Ese es el temple de ambos hermanos: cualquiera sea el obstáculo o desenlace de una nueva fusta, volverán a levantarse y luchar, tenazmente, convencidos de que son magníficos seres humanos, que sus valores personales están muy por encima de los complejos de un machismo abocado en someterla por ser mujer –en el caso de Deysi–, o de obstaculizarle cualquier camino –en el caso de Jorge–, y que deben recordar lo aprendido desde pequeños y no tienen por qué sucumbir aunque el sistema de su país esté caprichosamente diseñado para destruirlos y robarles todos sus sueños, intentado marchitarla a ella en una tierra estéril de apoyo antes de permitirle y/o ayudarla a germinar como una espléndida flor hasta verla convertida en sólido árbol de magníficos frutos, y tratarán de forjarlo a él en un niño asustadizo, endureciéndole el corazón paulatinamente hasta transformarlo en un macho intransigente, lleno de complejos, inseguridades y rencor. Pero no podrán lograrlo con ninguno de los dos, porque Deysi Cori está tallada en la madera noble de los grandes y sorteará toda adversidad hasta convertirse en una maestra del ajedrez, reconocida internacionalmente, y su hermano Jorge, con igual fiereza, gracia y talento hará igual.
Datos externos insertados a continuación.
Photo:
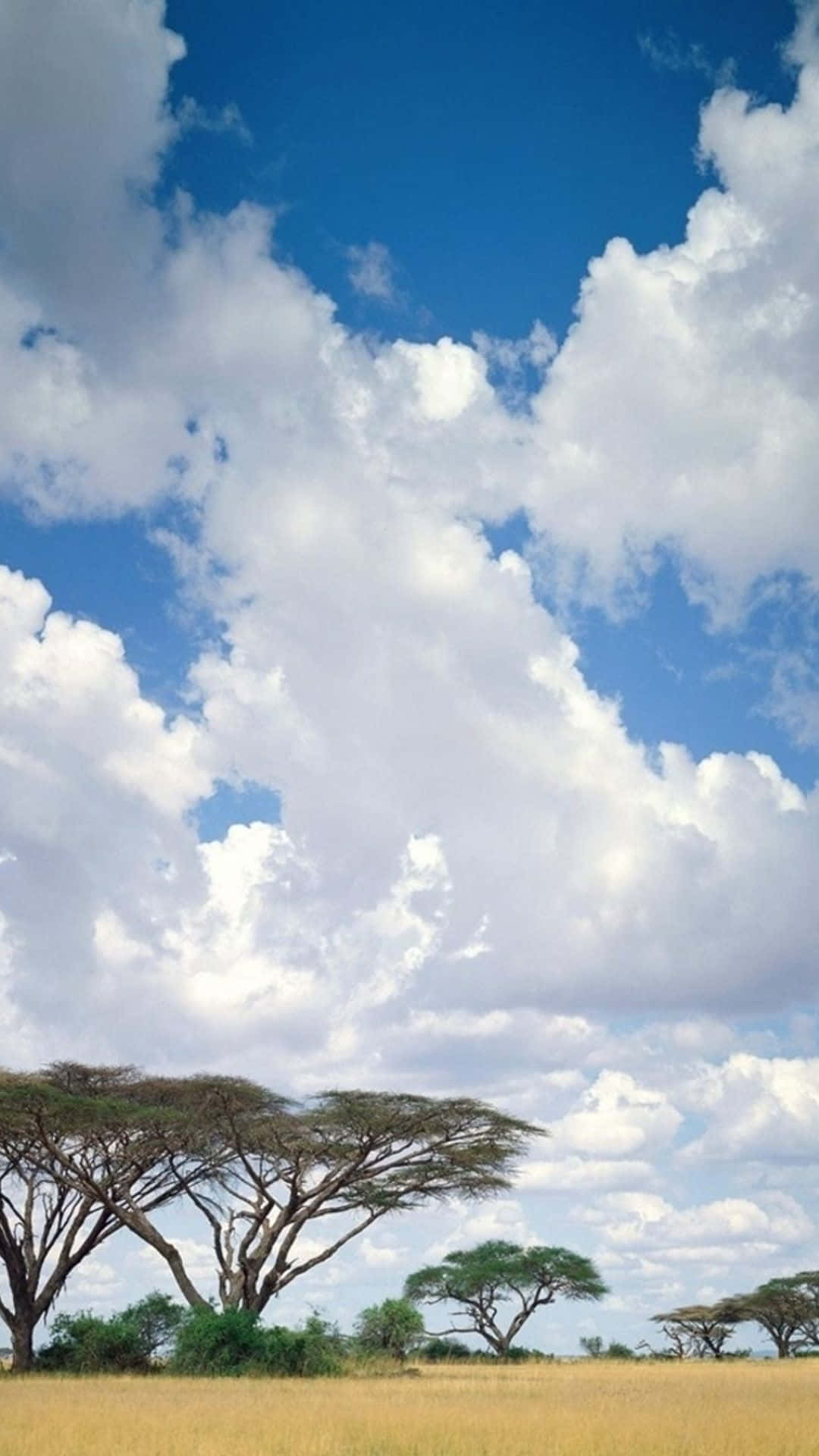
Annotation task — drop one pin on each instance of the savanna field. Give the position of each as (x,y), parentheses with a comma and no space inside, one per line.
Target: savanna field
(554,1410)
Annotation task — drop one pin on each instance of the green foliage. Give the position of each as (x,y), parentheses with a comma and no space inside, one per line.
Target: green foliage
(213,1341)
(494,1273)
(232,1341)
(391,1329)
(131,1340)
(442,1351)
(86,1345)
(155,1320)
(592,1346)
(596,1350)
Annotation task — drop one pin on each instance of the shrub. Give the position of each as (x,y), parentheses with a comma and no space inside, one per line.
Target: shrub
(85,1345)
(441,1350)
(315,1348)
(391,1329)
(213,1341)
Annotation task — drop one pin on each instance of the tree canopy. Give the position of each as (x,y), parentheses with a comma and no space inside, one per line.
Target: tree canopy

Estos chicos merecen todo el apoyo del Estado, porque son un ejemplo para la juventud y un orgullo para los que vemos en ellos la imagen triunfal que quisiéramos apreciar en las nuevas generaciones, en el futuro de la patria. Hay que otorgarles becas; apoyo económico y logístico para que viajen a todos los campeonatos en los que puedan participar; pasearlos por todo el Perú como ejemplo de su generación y las siguientes; asignarles una renta que les permita tranquilidad económica y concentrarse en desarrollar su capacidad ajedrecística, sin desconcentrar estudios y concretar otros grandes anhelos (que debieran ser de todos nosotros); proporcionarles un seguro médico con atención personalizada, rápida y eficaz, porque no pueden perder tiempo en pasillos ni en largas horas de espera para ser atendidos por alguna dolencia. Estos niños deben ser protegidos como patrimonio de la nación, porque se lo merecen y la inusual experiencia ayudará a fomentar la crucial disposición del Estado hacia todos los niños del Perú.
La capacidad analítica y fortaleza de espíritu que se requiere para desarrollar planteamientos de ajedrez y llevarlos a cabo si el contrincante es alguien tan o más capaz que uno, demanda un altísimo grado de inteligencia y una fortaleza de espíritu inquebrantable, cualidades que debieran fomentarse en las nuevas generaciones para que puedan aspirar a ser los mejores del mundo y quizá, como los hermanos Cori, puedan lograrlo, reflexiono ahora, recordando la agradable visita de mis dos amigos imaginados, mientras camino en la arena, arrullado por olas constantes, embriagado de admiración por el mar, acompañado por las estrellas y anhelos de un mejor horizonte: si todas las personas se entregaran a sus responsabilidades con la tenacidad y capacidad con que los hermanos Deysi y Jorge Cori siguen creciendo y juegan sus difíciles partidos de ajedrez, podríamos salir del subdesarrollo y ubicarnos a nivel de naciones civilizadas. Ojalá que el extraordinario triunfo de estos dos niños ejemplares nos inspire a darle un Jaque Mate a las adversidades de nuestra nación.
El conde de Montelisto
Pero es mucho más que un alegre acontecimiento para aplaudir un nuevo logro de los brillantes hermanos Cori.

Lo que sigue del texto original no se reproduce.